Hidden Insurance Risk Lurks in Property Leases
In February 2013, AM Best classified RF (radio frequency) radiation from wireless antennas as an “Emerging Technology-Based Risk.” This was based, in part, on an estimated 250,000 workers per year who may be over-exposed to RF radiation from the 600,000 governmental and commercial RF radiating antenna systems across the nation.
The FCC recognizes RF radiation from transmitting antennas as a human health hazard, as a single RF transmitting antenna can emit hundreds of times more RF radiation than a cell phone. RF radiation hazards from transmitting antennas can cause thermal and non-thermal or cognitive/psychological injuries. Non-thermal or cognitive/psychological injuries do not necessarily have a physical manifestation. Cognitive/psychological RF injuries include memory loss, mood disorders, sleep disorders, and impaired or diminished cognitive function.
RF radiation injuries should be of concern to insurers, especially since their exposure to the risk is hidden within the lease contracts between the commercial wireless service providers (CWSPs) and landlords who lease space to those CWSPs for antenna systems.

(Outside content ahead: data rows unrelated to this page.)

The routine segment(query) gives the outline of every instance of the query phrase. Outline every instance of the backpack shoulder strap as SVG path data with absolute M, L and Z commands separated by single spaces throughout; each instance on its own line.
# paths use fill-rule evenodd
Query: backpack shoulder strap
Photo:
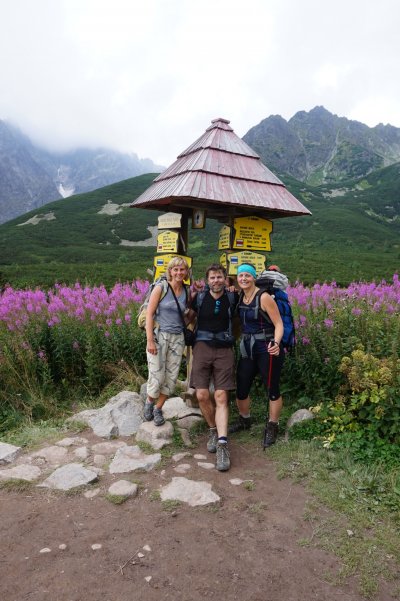
M 257 319 L 257 317 L 258 317 L 258 314 L 260 313 L 260 315 L 261 315 L 261 316 L 262 316 L 262 317 L 263 317 L 263 318 L 264 318 L 266 321 L 268 321 L 269 323 L 271 323 L 271 318 L 270 318 L 270 316 L 269 316 L 269 315 L 268 315 L 268 313 L 267 313 L 266 311 L 264 311 L 264 309 L 261 307 L 261 300 L 260 300 L 260 299 L 261 299 L 261 297 L 262 297 L 262 295 L 263 295 L 263 294 L 269 294 L 269 295 L 270 295 L 270 296 L 272 296 L 272 298 L 273 298 L 273 295 L 272 295 L 272 294 L 270 294 L 270 293 L 268 292 L 268 290 L 262 290 L 262 289 L 261 289 L 261 290 L 258 290 L 258 291 L 256 292 L 256 295 L 255 295 L 255 297 L 254 297 L 254 298 L 256 299 L 256 306 L 255 306 L 255 308 L 254 308 L 254 315 L 255 315 L 255 318 Z
M 166 294 L 168 292 L 168 288 L 169 288 L 168 280 L 165 280 L 163 278 L 159 282 L 155 282 L 155 284 L 160 284 L 160 287 L 161 287 L 161 296 L 160 296 L 160 301 L 159 302 L 161 302 L 162 299 L 164 298 L 164 296 L 166 296 Z
M 201 305 L 203 304 L 204 297 L 208 290 L 201 290 L 197 293 L 196 304 L 197 304 L 197 315 L 200 313 Z
M 230 308 L 231 314 L 233 315 L 234 310 L 236 309 L 235 293 L 231 292 L 230 290 L 227 290 L 226 294 L 227 294 L 228 300 L 229 300 L 229 308 Z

Landlords who lease space to the CWSPs are completely unaware of the potential for injury from RF transmitting antennas and that they will be held liable for such injures. Typical site leases include a mutual indemnification clause, which would appear to protect the landlords from personal injuries that may be caused by the CWSPs’ antennas. However to enforce the indemnity provision, the landlords must demonstrate that the primary cause of injury was the fault of the CWSPs.
CWSPs will take the position that it was the landlords who permitted access to the RF hazard area near the antennas, which was the proximate cause of the injury; or, that injury could have been prevented by the landlords controlling access to the RF hazard areas. So, in reality, the lease language indemnity provision merely buys the landlords and their insurers a lawsuit against well-financed CWSPs with a litany of possible legal defenses.
The CWSPs employ hundreds of RF engineers and are the technical experts on anything involving RF radiation and its ability to cause injury to humans. Accordingly, prior to the lease being signed, the CWSPs have a “Duty to Warn” the unsuspecting landlords, and their insurers, of the RF radiation hazards associated with the lessee’s equipment.
By not divulging pertinent RF hazard information in the leases, the CWSPs may be attempting to use the 1996 Telecom Act as a shield in not warning the landlords. The Act precludes any discussion of RF radiation at municipal siting hearings. However, there is nothing contained in the language that enjoins the CWSPs from not informing the landlords of the hazards associated with RF radiation in the lease agreements they unilaterally create. Their actions are based solely on a business decision that has been used by other industries in the past…never mention the physical harm to humans that the product produces.
A landlord with full knowledge of their financial exposure to the liability assumed with the lease would likely either demand a greater monthly fee, or would decline permission to site on their property. It stands to reason that no business person would trade hundreds of thousands or more in attorney and legal fees associated with an RF injury, for a few thousand dollars of rental income per month.
Once a lease has been executed without proper disclosure, “Fraud in the Inducement” can be alleged by the landlord asserting that the CWSP concealed material facts associated with the hazards of their operations/equipment. The CWSP will have known at the time of negotiating the contract that by not disclosing those material facts, the landlord might be more inclined to sign the lease. Additionally, theories of “Intentional and Negligent Misrepresentation of Material Facts” may be brought against the CWSP.
Finally, there will be insistence that the CWSP has a “Non-Delegable Duty” to ensure full compliance with the FCC RF human exposure standard. Federal law, 47 CFR 1.130, establishes the FCC licensee’s (CWSP) duty regarding RF safety, which cannot be transferred to the landlord.
The insurers should not rely on the lack of RF injury claims to proclaim there isn’t a significant RF injury problem with workers being exposed to RF radiation on a daily basis. The lack of claims is the result of injured parties being unaware that they were over-exposed to RF radiation. Just one plaintiff’s attorney with an aggressive media campaign can quickly alter this lack of knowledge. As the population of workers becomes aware of the hidden RF hazards and their potential for exposure, claims will likely be filed by the thousands, and long term litigation will result, in similar manner to the way asbestos evolved.